Normally, when we have data like this, we will do t-test to compare the heights of male and female instead of regression or correlation anlaysis. In this case, an independent-groups t-test is suitable to use. A t-test is conducted for comparing the mean heights of these two genders. As one of the assumptions for t-test is that the population variances of different groups should be the same, we set up the argument var.equal=T.

t.rest<-with(dta,t.test(height~gender,var.equal=T))
t.rest
## 
##  Two Sample t-test
## 
## data:  height by gender
## t = -10.63, df = 5, p-value = 0.0001274
## alternative hypothesis: true difference in means is not equal to 0
## 95 percent confidence interval:
##  -10.089786  -6.160214
## sample estimates:
## mean in group 0 mean in group 1 
##          63.555          71.680

The result shows that the difference between two group means is significantly different from 0. Also, the t value is negative. That is, the female height is smaller than the male height. Look at the \(p\) value in the summary table of t-test. It is exactly the same as the value reported for testing the slope in the summary table of regression analysis. This is not a coincidence. The pooled standard deviation for independent-groups t-test (with the homoeneity-of-variance assumption held) in this case is actually the standard error of estimate. See the below proof.

\[\begin{align*} s^2_{pooled}&=\frac{(N_1-1)s^2_1+(N_2-1)s^2_2}{N_1+N_2-2}\\ &=\frac{\sum(y_0-\bar{y_0})^2+\sum(y_1-\bar{y_1})^2}{N-2}\\ &=\frac{\sum(y_0-\hat{y_0})^2+\sum(y_1-\hat{y_1})^2}{N-2}\\ &=\frac{\sum(y-\hat{y})^2}{N-2}\\ &=s^2_{y.x} \end{align*}\]

When testing the mean difference, the standarard error \(s_e=s_{pooled}\sqrt{\frac{1}{N_1}+\frac{1}{N_2}}\) is then \(s_{y.x}\sqrt{\frac{1}{N_1}+\frac{1}{N_2}}\). We can test it with the following codes. With the formula of t value, \(s_e=\frac{\bar{x_1}-\bar{x_2}}{t}\).
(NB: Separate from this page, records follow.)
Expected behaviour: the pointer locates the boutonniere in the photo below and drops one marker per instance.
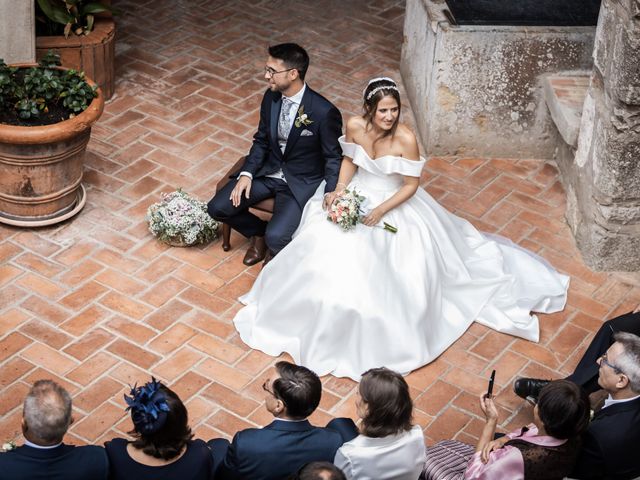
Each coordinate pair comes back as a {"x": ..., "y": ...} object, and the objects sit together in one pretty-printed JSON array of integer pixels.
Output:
[
  {"x": 7, "y": 447},
  {"x": 303, "y": 118}
]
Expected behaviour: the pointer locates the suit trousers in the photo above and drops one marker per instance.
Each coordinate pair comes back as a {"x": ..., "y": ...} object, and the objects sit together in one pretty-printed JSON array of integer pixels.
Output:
[
  {"x": 586, "y": 372},
  {"x": 286, "y": 211}
]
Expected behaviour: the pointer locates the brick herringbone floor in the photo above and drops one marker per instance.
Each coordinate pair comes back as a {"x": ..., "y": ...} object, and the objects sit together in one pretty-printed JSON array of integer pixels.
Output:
[{"x": 98, "y": 304}]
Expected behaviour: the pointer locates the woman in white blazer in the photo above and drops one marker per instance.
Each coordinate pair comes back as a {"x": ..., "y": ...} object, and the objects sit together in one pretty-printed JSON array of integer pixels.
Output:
[{"x": 389, "y": 446}]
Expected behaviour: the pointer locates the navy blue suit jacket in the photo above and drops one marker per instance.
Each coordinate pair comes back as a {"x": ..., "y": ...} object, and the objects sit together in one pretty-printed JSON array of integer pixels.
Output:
[
  {"x": 308, "y": 158},
  {"x": 610, "y": 448},
  {"x": 279, "y": 449},
  {"x": 65, "y": 462}
]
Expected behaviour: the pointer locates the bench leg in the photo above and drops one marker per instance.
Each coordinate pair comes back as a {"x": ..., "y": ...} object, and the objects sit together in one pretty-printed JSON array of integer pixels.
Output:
[{"x": 226, "y": 235}]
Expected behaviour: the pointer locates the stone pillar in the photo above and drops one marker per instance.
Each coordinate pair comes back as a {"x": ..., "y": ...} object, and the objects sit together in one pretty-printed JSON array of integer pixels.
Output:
[
  {"x": 604, "y": 188},
  {"x": 17, "y": 31}
]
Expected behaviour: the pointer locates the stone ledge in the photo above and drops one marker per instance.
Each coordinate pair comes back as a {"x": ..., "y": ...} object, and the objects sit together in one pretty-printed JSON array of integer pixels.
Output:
[{"x": 564, "y": 95}]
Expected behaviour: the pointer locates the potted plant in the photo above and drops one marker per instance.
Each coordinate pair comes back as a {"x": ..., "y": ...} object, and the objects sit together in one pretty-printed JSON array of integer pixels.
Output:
[
  {"x": 180, "y": 220},
  {"x": 82, "y": 32},
  {"x": 46, "y": 114}
]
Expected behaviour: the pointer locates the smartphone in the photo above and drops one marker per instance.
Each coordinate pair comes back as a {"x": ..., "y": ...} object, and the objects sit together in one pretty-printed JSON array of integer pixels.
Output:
[{"x": 491, "y": 380}]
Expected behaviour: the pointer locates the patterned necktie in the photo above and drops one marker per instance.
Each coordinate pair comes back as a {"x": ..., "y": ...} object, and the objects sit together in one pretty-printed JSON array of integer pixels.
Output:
[{"x": 284, "y": 123}]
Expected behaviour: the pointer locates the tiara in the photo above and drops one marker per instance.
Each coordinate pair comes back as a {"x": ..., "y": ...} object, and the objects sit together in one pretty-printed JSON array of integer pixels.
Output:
[
  {"x": 378, "y": 79},
  {"x": 149, "y": 407},
  {"x": 377, "y": 89}
]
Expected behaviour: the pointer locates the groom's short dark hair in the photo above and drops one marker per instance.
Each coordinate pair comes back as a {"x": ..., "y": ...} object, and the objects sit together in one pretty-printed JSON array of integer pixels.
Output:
[
  {"x": 292, "y": 55},
  {"x": 299, "y": 389}
]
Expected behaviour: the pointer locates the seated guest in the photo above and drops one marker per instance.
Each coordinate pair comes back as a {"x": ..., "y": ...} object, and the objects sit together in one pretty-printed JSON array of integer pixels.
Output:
[
  {"x": 46, "y": 416},
  {"x": 586, "y": 372},
  {"x": 388, "y": 446},
  {"x": 319, "y": 471},
  {"x": 290, "y": 441},
  {"x": 609, "y": 449},
  {"x": 163, "y": 447},
  {"x": 544, "y": 450}
]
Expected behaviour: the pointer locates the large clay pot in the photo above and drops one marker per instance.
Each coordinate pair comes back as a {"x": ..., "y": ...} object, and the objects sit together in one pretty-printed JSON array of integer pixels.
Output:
[
  {"x": 93, "y": 54},
  {"x": 42, "y": 168}
]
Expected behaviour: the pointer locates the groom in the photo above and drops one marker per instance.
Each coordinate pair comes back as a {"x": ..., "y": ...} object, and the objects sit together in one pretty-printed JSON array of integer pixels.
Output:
[{"x": 295, "y": 148}]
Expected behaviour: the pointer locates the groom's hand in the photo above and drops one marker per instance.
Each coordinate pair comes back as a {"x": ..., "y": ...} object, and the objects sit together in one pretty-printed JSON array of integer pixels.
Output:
[
  {"x": 242, "y": 186},
  {"x": 328, "y": 200}
]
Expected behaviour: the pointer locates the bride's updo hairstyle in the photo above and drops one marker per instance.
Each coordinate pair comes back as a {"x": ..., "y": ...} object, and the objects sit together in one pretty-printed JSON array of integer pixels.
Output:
[
  {"x": 389, "y": 408},
  {"x": 376, "y": 90}
]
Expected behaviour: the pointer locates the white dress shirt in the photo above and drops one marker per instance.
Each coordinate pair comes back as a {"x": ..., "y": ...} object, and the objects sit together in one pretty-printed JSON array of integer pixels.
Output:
[
  {"x": 398, "y": 457},
  {"x": 295, "y": 100},
  {"x": 610, "y": 401}
]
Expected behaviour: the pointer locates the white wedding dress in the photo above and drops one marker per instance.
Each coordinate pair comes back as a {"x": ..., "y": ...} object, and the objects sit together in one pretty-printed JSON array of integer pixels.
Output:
[{"x": 343, "y": 302}]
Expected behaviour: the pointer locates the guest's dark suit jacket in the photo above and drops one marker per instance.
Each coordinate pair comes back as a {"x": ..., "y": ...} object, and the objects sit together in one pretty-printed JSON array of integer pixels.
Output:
[
  {"x": 309, "y": 157},
  {"x": 65, "y": 462},
  {"x": 279, "y": 449},
  {"x": 611, "y": 448}
]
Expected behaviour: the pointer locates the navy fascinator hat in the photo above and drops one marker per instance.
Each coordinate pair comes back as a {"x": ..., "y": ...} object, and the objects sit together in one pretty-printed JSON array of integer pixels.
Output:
[{"x": 149, "y": 407}]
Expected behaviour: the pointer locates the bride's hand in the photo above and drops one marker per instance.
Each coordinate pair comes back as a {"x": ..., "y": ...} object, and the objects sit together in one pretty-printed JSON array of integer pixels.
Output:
[
  {"x": 373, "y": 217},
  {"x": 328, "y": 200}
]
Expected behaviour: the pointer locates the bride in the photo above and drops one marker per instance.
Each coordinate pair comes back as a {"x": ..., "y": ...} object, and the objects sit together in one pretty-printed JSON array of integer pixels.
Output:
[{"x": 343, "y": 302}]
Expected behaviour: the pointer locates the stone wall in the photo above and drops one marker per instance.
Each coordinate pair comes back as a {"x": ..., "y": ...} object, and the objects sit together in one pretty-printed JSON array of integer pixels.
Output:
[
  {"x": 17, "y": 31},
  {"x": 476, "y": 90},
  {"x": 603, "y": 179}
]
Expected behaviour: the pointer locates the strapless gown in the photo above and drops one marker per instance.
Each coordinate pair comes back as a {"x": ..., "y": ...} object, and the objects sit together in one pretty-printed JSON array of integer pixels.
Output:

se<-(f.height-m.height)/t.rest$statistic
se
##         t 
## 0.7643352

Now transfer \(s_e\) to \(s_{pooled}\). There are many ways to get the size of each gender. The reason I use the below method is just to show some useful programming tips. You can retrieve the standard error of estimate in the returned result of the regression analysis. These two values are exactly the same. Thus, we justify that the independent-groups t-test is the specal case of simple linear regression analysis.

sp<-se/sqrt(1/sum(dta$gender==0)+1/sum(dta$gender==1))
sp
##       t 
## 1.00075
reg.res<-summary(m)
reg.res$sigma
## [1] 1.00075

Exercise:

You might be interested in whether the test for the biserial correlation shown before is the same as the independent-groups t-test. Recall the hypothesis that the correlation coefficient is different from 0 is also tested by t-test with the formula as \(t^*=\frac{r\sqrt{N-2}}{\sqrt{1-r^2}}=\frac{r}{\sqrt{1-r^2}/\sqrt{N-2}}\). Try to prove that the the t-test is equivalent to the t-test for the correlation coefficient in this tutorial.